Die Zerstörung des Klosters Hirsau durch die Franzosen unter Mélac.
Originalzeichnung von G. A. Cloß.

[406] Die Zerstörung des Klosters Hirsau durch Mélac. (Zu dem Bilde S. 393.) Im württembergischen Schwarzwald, unweit der Stadt Calw, liegt das Dörflein Hirsau, umrauscht von den Wellen der Nagold, umgeben von hohen, tannendunklen Bergen. Die wenigen Häuser des Ortes [407] scharen sich wie schutzsuchend um die ausgedehnten Ruinen eines Klosters her. Wer im Frühling oder Sommer von der Höhe einen Blick ins Thal herniederwirft, den berührt die verfallene Pracht mitten in dem lebendigen Grün wehmüthig und freundlich zugleich. Ein neues Leben sproßt aus den Ruinen; aus hohem, dachlosem Mauerwerk hat sich ein stolzer Baum zum Licht emporgerungen und überragt nun die Enge, aus der er kommt, mit seiner grünen Wölbung. Der eigenartige Reiz dieses Anblicks hat schon manchem ein verherrlichendes Lied auf die Lippen gedrängt; am bekanntesten und schönsten ist wohl Uhlands schlicht empfundenes Gedicht „Die Ulme von Hirsau“.
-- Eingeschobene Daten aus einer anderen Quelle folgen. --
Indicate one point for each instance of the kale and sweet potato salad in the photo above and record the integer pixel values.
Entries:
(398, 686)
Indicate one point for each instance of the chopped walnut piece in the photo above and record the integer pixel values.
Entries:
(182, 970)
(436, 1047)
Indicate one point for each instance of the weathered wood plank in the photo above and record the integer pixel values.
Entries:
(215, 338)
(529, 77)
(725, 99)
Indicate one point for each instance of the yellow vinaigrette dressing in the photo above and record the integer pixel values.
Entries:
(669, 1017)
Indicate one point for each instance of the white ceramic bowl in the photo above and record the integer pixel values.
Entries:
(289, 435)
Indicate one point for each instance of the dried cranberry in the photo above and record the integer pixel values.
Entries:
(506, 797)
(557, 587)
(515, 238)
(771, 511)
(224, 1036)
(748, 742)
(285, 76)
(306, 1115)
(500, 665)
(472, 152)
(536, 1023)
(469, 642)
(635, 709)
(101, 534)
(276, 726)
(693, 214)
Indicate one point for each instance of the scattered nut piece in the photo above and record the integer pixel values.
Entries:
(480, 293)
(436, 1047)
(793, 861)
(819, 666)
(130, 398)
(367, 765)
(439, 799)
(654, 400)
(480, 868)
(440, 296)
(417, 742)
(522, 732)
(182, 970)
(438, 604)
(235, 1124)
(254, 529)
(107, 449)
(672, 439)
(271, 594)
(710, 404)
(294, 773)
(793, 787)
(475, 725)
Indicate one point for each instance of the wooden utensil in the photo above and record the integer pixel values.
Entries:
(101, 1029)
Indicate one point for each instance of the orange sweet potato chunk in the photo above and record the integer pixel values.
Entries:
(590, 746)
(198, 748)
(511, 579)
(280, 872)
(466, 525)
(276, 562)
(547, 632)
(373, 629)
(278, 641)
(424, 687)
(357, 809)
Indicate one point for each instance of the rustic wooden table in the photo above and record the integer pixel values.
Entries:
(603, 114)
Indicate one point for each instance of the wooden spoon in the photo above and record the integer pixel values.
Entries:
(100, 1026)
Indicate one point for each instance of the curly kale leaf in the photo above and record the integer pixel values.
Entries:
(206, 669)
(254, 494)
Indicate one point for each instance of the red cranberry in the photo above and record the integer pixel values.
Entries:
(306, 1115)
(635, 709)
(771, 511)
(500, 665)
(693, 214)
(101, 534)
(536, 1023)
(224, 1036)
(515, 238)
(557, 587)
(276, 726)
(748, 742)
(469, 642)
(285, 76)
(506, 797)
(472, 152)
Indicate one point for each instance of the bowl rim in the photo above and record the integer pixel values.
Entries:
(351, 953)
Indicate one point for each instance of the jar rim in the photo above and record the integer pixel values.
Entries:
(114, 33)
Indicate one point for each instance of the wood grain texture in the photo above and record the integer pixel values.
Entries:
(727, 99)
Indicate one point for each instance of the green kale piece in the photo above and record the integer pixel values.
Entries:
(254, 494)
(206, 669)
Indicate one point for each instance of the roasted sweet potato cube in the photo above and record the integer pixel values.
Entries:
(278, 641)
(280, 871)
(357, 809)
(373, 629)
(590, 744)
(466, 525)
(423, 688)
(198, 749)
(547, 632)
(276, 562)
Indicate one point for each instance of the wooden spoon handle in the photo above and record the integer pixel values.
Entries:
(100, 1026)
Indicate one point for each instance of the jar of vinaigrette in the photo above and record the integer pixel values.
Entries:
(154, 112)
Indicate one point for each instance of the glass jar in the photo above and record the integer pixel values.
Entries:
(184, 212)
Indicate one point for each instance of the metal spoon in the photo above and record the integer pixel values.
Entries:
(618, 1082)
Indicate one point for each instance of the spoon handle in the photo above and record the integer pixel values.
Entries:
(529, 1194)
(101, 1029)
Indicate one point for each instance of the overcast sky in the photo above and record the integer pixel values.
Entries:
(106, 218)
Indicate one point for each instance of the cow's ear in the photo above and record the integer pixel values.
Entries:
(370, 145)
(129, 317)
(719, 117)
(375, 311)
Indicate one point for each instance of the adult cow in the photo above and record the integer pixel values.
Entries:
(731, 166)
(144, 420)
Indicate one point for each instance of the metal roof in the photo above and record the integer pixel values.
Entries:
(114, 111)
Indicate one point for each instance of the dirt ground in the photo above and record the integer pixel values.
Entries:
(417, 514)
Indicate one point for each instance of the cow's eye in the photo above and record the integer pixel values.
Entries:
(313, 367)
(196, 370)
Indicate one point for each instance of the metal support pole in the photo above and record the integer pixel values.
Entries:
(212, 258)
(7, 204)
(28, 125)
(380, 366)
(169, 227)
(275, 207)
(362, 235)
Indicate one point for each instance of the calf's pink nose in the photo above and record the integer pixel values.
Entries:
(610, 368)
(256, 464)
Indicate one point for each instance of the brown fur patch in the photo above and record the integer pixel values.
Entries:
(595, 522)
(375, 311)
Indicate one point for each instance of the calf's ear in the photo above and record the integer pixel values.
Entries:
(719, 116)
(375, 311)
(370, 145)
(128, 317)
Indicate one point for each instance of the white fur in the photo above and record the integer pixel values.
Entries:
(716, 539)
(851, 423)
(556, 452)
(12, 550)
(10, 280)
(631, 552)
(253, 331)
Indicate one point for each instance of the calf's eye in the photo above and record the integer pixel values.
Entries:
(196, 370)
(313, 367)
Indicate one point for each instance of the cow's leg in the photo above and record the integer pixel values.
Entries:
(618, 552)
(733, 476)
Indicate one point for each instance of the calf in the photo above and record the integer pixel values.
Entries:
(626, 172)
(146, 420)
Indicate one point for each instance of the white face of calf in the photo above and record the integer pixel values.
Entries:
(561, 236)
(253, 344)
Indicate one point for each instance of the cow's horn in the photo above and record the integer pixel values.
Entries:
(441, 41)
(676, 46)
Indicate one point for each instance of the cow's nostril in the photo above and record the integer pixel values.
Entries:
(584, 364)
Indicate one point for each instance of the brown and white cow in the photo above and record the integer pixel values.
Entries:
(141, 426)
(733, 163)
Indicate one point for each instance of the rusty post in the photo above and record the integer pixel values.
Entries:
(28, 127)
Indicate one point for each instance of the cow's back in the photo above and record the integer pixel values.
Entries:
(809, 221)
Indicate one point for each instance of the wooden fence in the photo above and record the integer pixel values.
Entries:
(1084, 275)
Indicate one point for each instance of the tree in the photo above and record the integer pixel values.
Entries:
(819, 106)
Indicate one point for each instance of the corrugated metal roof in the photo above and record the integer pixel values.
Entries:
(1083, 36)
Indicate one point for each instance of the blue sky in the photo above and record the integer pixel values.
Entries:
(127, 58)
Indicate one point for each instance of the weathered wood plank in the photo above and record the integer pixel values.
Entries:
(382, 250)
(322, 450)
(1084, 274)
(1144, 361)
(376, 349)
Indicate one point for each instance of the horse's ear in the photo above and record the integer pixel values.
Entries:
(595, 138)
Einst erhob sich da, wo hellte nur noch die gewaltigen Reste der alten Bauten stehen, ein reiches Kloster, dessen Anfänge ins 9. Jahrhundert zurückreichen. Nach mannigfachen Schicksalen, die uns Pfarrer Klaiber in einem anregend geschriebenen Büchlein über Hirsau erzählt, nach Zeiten des Wechsels zwischen Blüthe und Verfall wurde es 1556 infolge der württembergischen Reformation in eine Erziehungsanstalt für evangelische Theologen umgewandelt und der Leitung eines evangelischen Abtes unterstellt. Der jagdlustige Herzog Ludwig von Württemberg ließ einen Theil der Gebäude, die ehemalige Abtei, niederreißen und in den Jahren 1586 bis 1592 ein Lustschloß in edler deutscher Renaissance an die Stelle setzen. Allein seine Schöpfung sollte nur ein Jahrhundert dauern. Im Jahre 1692, nach der verlorenen Schlacht bei Oetisheim, zogen die Franzosen unter Mélac das Nagoldthal hinauf und verbrannten das auf seine neuen Befestigungen trotzende Calw. Als bei ihrem Abzug ein Bürger dieser Stadt aus Rache den Adjutanten des feindlichen Führers niederschoß – man sagt, die Kugel habe Mélac selbst gegolten, sei aber fehlgegangen – da kehrte Mélac wüthend um, zerstörte, was von Calw noch stand, und auch das bisher verschonte Hirsau fiel seinem Zorn zum Opfer, das Kloster ging in Flammen auf. Die Zeichnung unseres Künstlers zeigt den Abzug des beutebeladenen Feindes, die Verzweiflung der Einwohner, die Zerstörung, welche der Brand in dem herrlichen Bau anrichtete.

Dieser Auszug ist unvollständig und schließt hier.